Renewable energy projects, including onshore and offshore wind and solar farms, have so far been subsidized by government support schemes, which has raised some complaints about clean energy pushing up electricity bills.
However, the most recently approved offshore wind projects will most likely operate with "negative subsidies"—paying money back to the government. The money will go towards reducing household energy bills as the offshore wind farms start producing power in the mid-2020s.
This is the conclusion of an analysis by an international team led by Imperial College London researchers published last week in Nature Energy.
"Offshore wind power will soon be so cheap to produce that it will undercut fossil-fuelled power stations and may be the cheapest form of energy for the UK," said lead researcher Dr. Malte Jansen, from the Centre for Environmental Policy at Imperial. "Energy subsidies used to push up energy bills, but within a few years cheap renewable energy will see them brought down for the first time. This is an astonishing development."
The analysis for five countries in Europe, including the UK, focused on a series of government auctions for offshore wind farms between February 2015 and September 2019. Companies that want to build wind farms bid in the auctions by stating the price at which they will sell the energy they produce to the government.

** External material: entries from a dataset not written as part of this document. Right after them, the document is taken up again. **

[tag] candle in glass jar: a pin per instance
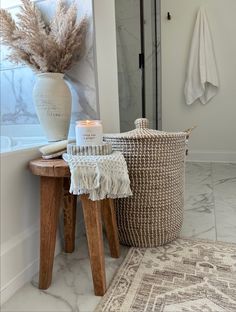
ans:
(88, 132)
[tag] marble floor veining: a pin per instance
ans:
(210, 212)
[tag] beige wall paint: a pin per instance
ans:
(215, 136)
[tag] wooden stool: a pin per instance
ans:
(55, 176)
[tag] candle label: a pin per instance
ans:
(89, 133)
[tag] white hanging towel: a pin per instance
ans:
(202, 79)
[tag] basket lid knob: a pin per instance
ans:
(141, 123)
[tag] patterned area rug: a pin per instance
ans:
(185, 275)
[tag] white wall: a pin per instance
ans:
(106, 62)
(214, 138)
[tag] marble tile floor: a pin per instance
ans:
(210, 213)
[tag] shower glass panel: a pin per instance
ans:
(138, 43)
(128, 36)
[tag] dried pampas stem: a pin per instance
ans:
(44, 48)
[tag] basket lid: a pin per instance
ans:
(142, 131)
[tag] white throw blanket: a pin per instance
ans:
(99, 176)
(202, 79)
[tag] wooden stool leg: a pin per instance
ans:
(50, 192)
(93, 225)
(70, 202)
(109, 219)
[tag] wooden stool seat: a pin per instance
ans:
(55, 181)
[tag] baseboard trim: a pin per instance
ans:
(212, 156)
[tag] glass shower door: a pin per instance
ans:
(138, 51)
(128, 49)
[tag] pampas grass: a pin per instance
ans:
(52, 47)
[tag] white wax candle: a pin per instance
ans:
(88, 132)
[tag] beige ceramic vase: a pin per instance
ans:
(52, 99)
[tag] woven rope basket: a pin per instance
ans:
(153, 216)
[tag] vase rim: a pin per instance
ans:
(50, 74)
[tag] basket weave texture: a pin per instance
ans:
(153, 216)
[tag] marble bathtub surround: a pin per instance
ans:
(16, 101)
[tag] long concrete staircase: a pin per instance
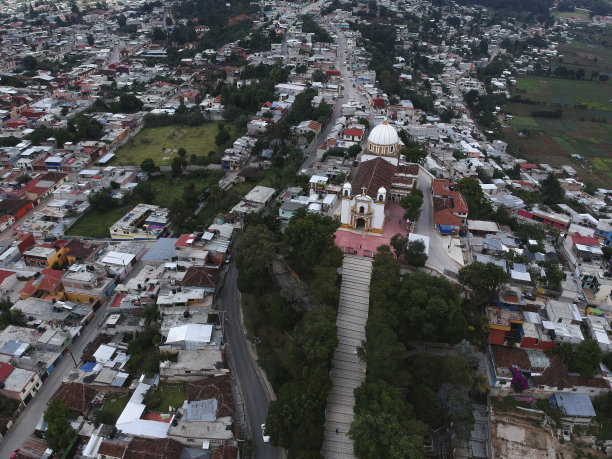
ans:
(347, 371)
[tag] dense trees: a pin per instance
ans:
(59, 433)
(415, 254)
(403, 309)
(384, 425)
(478, 205)
(148, 165)
(256, 250)
(483, 279)
(309, 235)
(295, 420)
(412, 204)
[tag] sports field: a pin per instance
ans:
(162, 143)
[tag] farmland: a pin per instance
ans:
(577, 121)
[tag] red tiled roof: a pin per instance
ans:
(113, 448)
(49, 280)
(585, 240)
(372, 175)
(200, 276)
(182, 241)
(556, 375)
(446, 217)
(507, 357)
(497, 337)
(408, 169)
(76, 396)
(442, 187)
(4, 275)
(314, 125)
(224, 452)
(217, 387)
(5, 370)
(144, 448)
(354, 132)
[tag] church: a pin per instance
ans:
(380, 179)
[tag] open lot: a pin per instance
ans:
(162, 143)
(584, 128)
(519, 433)
(578, 13)
(96, 224)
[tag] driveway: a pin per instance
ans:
(438, 244)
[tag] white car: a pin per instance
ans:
(266, 438)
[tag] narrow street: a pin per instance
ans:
(438, 244)
(253, 393)
(25, 424)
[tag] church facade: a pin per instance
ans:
(380, 179)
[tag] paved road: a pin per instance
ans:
(438, 245)
(253, 393)
(25, 424)
(349, 93)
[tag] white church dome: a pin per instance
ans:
(383, 134)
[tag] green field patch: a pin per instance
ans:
(162, 143)
(550, 124)
(561, 100)
(96, 224)
(576, 14)
(524, 122)
(599, 105)
(599, 114)
(528, 84)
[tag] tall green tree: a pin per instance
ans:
(483, 279)
(384, 425)
(399, 244)
(148, 165)
(478, 206)
(309, 235)
(256, 250)
(412, 204)
(415, 254)
(588, 356)
(314, 340)
(59, 432)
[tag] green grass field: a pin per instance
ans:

These are known as "contracts for difference"—or CfDs. If a company's bid is higher than the wholesale electricity price on the UK market once the wind farm is up and running, then the company will receive a subsidy from the government to top up the price.
However, if the stated price is less than the wholesale price, then the company will pay the government back the difference. This payback is then passed through to consumer's energy bills, reducing the amount that homes and businesses will pay for electricity.
The UK's September 2019 auction made the headlines as winning companies said they could build new offshore wind farms for around £40 per megawatt hour (MWh) of power. This was a new record set by these wind farms with bids 30% lower than just two years earlier.
While this was an impressive reduction, researchers could only speculate whether this meant offshore wind had become subsidy free or even subsidy negative, because that depends on how future wholesale electricity prices evolve.
The team analyzed likely future electricity price trends and found that contracted price is very likely to be below the UK wholesale price over the lifetime that these wind farms would produce electricity, from the mid-2020s onwards.
The team say that these wind farms are likely to be built and run with these costs, since financing is now accessible at lower costs for such projects, owing to trust in the now mature technology.
The researchers analyzed similar offshore wind auctions held by governments of five European countries. They found that Germany and the Netherlands have seen some zero-subsidy offshore wind farms winning auctions, but that the UK projects are likely to be the world's first negative-subsidy offshore wind farms.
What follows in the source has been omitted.